Safety and compliance. Every elevator is is inspected, safety tested and inspected. So you need to make sure that your certificate is consistently up to date, and that your testing has been completed. Now the way that we can avoid this risk, start with your service contract, making sure that you ask your elevator company, what state required testing or city required testing is is what intervals and what tests; all of them. Because they'll say they may say hey, you have to do this every one year in this every five years. And there's fire service testing that the owner can do, or the elevator company can do get the elevator company to tell you everything that's required and who can do it. And who if they can train the owner. Get that covered under your service contract, that's going to be the cheapest way to do it.
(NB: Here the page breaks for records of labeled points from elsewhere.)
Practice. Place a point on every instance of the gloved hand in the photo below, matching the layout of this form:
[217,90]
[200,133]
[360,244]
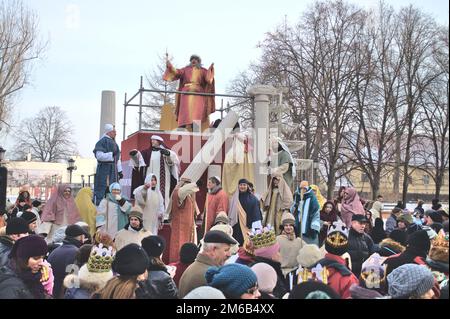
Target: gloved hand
[165,152]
And making sure that you're transferring that ownership or that responsibility on to the the elevator company. The second is going to be tracking that certificate expiration date, the state can be past due. So waiting for the state to come out and perform your testing is risky business, put a calendar invite on your on your schedule, so that you reach out to the state before your certificate expires, and send them an email, please come inspect my equipment. If you can't come inspect my equipment on time, can you write me an email granting me temporary coverage or temporary certificate until you can come complete the inspection. Some generally the the state inspector will write you an email and say this email serves as your temporary certificate until we can come out and inspect your equipment. That way you have that in writing from from the inspection company and from the elevator company. So making sure passengers are safe on the equipment and making sure that your compliance is up to date with the state endorsee.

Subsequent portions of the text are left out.